Adding the immunotherapy blinatumomab after an initial round of consolidation chemotherapy in patients with good prognosis with B lineage acute lymphoblastic leukemia (ALL) kept most patients in remission and improved survival. Results of the randomized Phase III study showed that after three-and-a-half years of follow up, 83% of patients who received this combination therapy were still alive versus 65% who had received chemotherapy alone.
The results of the Phase III study E1910 were presented today at the American Society of Hematology (ASH) Annual Meeting and Exposition in New Orleans.
“The addition of blinatumomab to consolidation chemotherapy represents a new standard of care for patients with newly diagnosed B lineage acute lymphoblastic leukemia, who are in remission and have no measurable residual disease after induction chemotherapy,” said Mark R. Litzow, MD, a professor of medicine at the Mayo Clinic in Rochester, Minnesota.
The goal of the trial was to improve the survival of patients with a better survival prognosis, defined as patients in completed remission and measurable residual disease (MRD) negative (<0.01%) by moving blinatumomab (trade name BLYNCITO, from Amgen) to a front-line treatment setting. Blinatumomab was first granted a Breakthrough Therapy Designation by the FDA in 2014 for for adults with Philadelphia-negative (Ph-) relapsed/refractory B-precursor ALL. This approval was expanded in 2018 to include children and adults with B-cell ALL who are in remission but still have measurable MRD. Amgen call the drug a bispecific T cell engager (BiTE®) targeted to recognize malignant B cells and destroy them.
The Phase III study was conducted between December 2013 and October 2019 at 77 sites throughout the U.S., Canada, and Israel. It enrolled 488 patients with newly diagnosed B lineage ALL with ages ranging from 30 to 70 and a median age of 51. The treatment followed a the complicated standard treatment of ALL as follows:
- Step 1—Induction. All participants received two and a half months of combination chemotherapy, including pegaspargase for those under age 55. Patients who tested positive for the B-lymphocyte antigen CD20 also received rituximab. At the end of induction, 395 patients (81%) were in remission, and 333 moved on to Step 2. The rest went off the study.

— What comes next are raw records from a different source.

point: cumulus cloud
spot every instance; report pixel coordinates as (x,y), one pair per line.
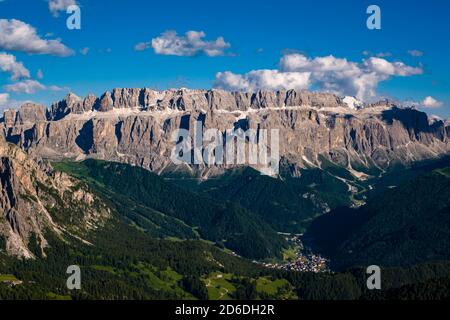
(191,44)
(257,79)
(415,53)
(55,6)
(430,102)
(30,87)
(84,51)
(4,98)
(9,63)
(16,35)
(328,73)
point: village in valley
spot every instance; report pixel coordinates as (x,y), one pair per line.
(298,258)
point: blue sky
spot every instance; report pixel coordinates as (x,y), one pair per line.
(414,34)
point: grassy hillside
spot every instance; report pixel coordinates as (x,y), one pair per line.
(165,210)
(287,205)
(402,225)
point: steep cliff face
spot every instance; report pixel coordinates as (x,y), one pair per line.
(136,126)
(34,203)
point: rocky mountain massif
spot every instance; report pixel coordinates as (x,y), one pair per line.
(135,126)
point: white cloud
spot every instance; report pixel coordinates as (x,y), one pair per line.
(16,35)
(257,79)
(55,6)
(84,51)
(191,44)
(9,63)
(4,98)
(430,102)
(415,53)
(328,73)
(30,87)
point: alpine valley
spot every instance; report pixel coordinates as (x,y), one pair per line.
(90,182)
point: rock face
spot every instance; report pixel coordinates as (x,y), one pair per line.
(34,202)
(136,126)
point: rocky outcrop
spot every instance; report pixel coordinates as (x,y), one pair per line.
(136,126)
(34,202)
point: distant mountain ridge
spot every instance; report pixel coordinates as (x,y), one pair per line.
(135,126)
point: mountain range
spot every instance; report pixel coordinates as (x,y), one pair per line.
(91,180)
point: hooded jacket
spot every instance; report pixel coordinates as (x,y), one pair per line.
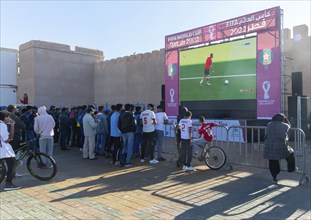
(44,124)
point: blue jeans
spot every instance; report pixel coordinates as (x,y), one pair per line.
(159,143)
(100,140)
(198,142)
(128,141)
(29,135)
(46,146)
(137,142)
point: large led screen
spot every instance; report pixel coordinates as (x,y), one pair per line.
(234,76)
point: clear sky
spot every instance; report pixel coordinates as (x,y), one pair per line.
(122,28)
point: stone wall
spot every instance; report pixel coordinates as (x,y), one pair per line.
(131,79)
(297,58)
(52,74)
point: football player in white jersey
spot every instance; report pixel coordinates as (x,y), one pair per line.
(148,120)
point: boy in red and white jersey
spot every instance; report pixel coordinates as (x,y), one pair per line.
(185,126)
(206,131)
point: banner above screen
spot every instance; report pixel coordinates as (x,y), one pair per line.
(264,26)
(256,22)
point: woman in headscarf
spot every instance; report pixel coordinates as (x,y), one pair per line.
(6,150)
(276,143)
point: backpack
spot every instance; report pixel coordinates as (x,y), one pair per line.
(80,118)
(28,120)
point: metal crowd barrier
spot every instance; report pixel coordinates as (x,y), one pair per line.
(244,145)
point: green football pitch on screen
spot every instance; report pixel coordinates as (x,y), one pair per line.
(234,76)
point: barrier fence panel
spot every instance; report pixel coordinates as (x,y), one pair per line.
(244,145)
(250,152)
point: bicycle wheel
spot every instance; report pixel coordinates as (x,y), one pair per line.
(2,170)
(215,158)
(41,166)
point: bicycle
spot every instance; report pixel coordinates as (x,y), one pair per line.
(214,157)
(40,165)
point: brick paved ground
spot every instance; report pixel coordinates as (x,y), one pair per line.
(84,189)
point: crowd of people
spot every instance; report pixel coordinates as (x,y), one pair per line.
(119,133)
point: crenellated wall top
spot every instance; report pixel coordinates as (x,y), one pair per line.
(134,58)
(59,47)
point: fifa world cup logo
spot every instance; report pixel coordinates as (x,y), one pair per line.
(266,87)
(172,93)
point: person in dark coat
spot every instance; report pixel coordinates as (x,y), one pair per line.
(276,147)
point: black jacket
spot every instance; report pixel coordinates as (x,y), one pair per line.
(127,122)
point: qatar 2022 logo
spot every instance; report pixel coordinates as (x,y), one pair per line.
(171,70)
(266,57)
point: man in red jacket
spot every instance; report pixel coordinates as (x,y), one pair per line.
(206,131)
(208,68)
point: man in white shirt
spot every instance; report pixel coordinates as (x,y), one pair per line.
(162,119)
(148,121)
(44,126)
(185,126)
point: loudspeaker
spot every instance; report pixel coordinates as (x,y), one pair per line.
(297,83)
(162,103)
(292,111)
(163,92)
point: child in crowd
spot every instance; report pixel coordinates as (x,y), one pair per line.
(206,130)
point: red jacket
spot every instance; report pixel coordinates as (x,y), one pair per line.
(206,130)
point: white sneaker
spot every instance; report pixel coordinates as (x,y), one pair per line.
(189,168)
(17,175)
(154,161)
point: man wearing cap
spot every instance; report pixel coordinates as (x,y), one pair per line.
(89,130)
(19,126)
(148,120)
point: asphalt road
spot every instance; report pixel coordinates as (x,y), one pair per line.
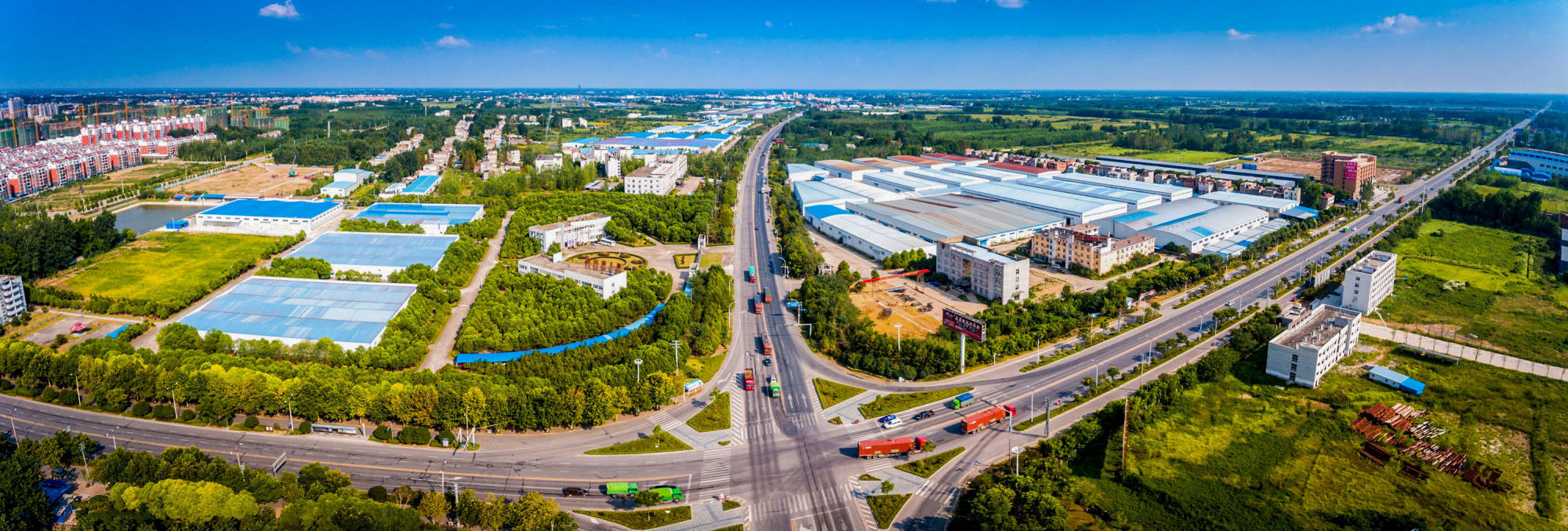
(793,468)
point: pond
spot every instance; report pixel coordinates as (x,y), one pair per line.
(151,216)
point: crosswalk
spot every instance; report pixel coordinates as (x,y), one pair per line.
(716,471)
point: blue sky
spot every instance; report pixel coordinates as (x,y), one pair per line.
(896,45)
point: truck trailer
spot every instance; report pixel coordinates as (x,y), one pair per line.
(979,421)
(891,446)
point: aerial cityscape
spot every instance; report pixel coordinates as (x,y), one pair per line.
(628,266)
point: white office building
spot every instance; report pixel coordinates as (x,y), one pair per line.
(1370,280)
(1313,344)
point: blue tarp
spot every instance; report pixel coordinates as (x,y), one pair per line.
(619,333)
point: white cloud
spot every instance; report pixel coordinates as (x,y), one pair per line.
(454,43)
(280,10)
(1398,24)
(1236,35)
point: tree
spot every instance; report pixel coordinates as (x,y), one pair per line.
(434,506)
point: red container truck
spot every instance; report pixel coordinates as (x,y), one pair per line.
(978,421)
(891,446)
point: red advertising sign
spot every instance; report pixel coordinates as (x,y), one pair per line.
(964,324)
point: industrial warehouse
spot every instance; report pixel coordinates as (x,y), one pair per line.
(434,217)
(297,310)
(377,253)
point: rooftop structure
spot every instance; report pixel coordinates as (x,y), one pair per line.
(377,253)
(297,310)
(1164,191)
(1078,209)
(434,217)
(267,217)
(1134,200)
(1274,206)
(940,217)
(1313,344)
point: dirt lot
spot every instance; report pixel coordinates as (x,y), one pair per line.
(266,180)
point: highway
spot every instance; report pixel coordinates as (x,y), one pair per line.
(788,464)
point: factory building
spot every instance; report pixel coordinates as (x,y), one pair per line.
(802,172)
(434,217)
(1313,344)
(1197,231)
(1370,280)
(863,235)
(948,216)
(982,271)
(377,253)
(846,170)
(1274,206)
(1078,209)
(1134,200)
(267,217)
(578,230)
(1083,245)
(606,282)
(1164,191)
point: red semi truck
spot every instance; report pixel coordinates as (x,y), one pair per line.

- Step 2—Intensification. Patients received a course of therapy to stop leukemia from developing in the central nervous system, a common site of relapse if not prevented. Then, all patients were tested centrally for MRD. While the primary evaluation was in the MRD- cohort, MRD+ patients continued in the trial.
- Step 3—Experimental. 286 patients (224 MRD- and 62 MRD+) were randomized/assigned to receive four cycles of consolidation chemotherapy with or without blinatumomab. Blinatumomab was given by continuous intravenous infusion for four weeks for each of the four cycles where it was provided. 72% of patients received blinatumomab by 72-and 96-hour infusions, which overcame feasibility issues for conducting the trial. Following FDA approval of blinatumomab for MRD+ patients in March 2018, MRD+ participants were assigned to the blinatumomab arm. MRD- patients continued to be randomized.
- Step—4 Maintenance. Patients received POMP therapy (Purinethol + Oncovin + methotrexate + prednisone) for about two years, commonly given to keep ALL in remission and increase the chance of achieving a cure.
An interim analysis—median follow-up time 43 months—showed that there were 56 deaths among the 224 MRD- patients, 17 in the chemotherapy plus blinatumomab arm and 39 in the control chemotherapy arm. Median overall survival was not reached in the chemotherapy plus blinatumomab arm but was nearly six years (71.4 months) in the control arm, with the trial continuing to follow the enrolled patients.
”This is the first randomized trial to demonstrate that we are able to improve the survival of ALL patients who are in complete remission, including by sensitive MRD testing, and establishes the addition of blinatumomab immunotherapy to standard consolidation chemotherapy as the new standard of care,” said Selina M. Luger, MD, chair of the ECOG ACRIN Leukemia Committee and a professor of medicine at the UPenn’s Abramson Cancer Center in Philadelphia.
Study E1910 was designed and conducted independently from industry with public funding. The ECOG-ACRIN Cancer Research Group (ECOG-ACRIN) led the trial with funding from the National Cancer Institute (NCI).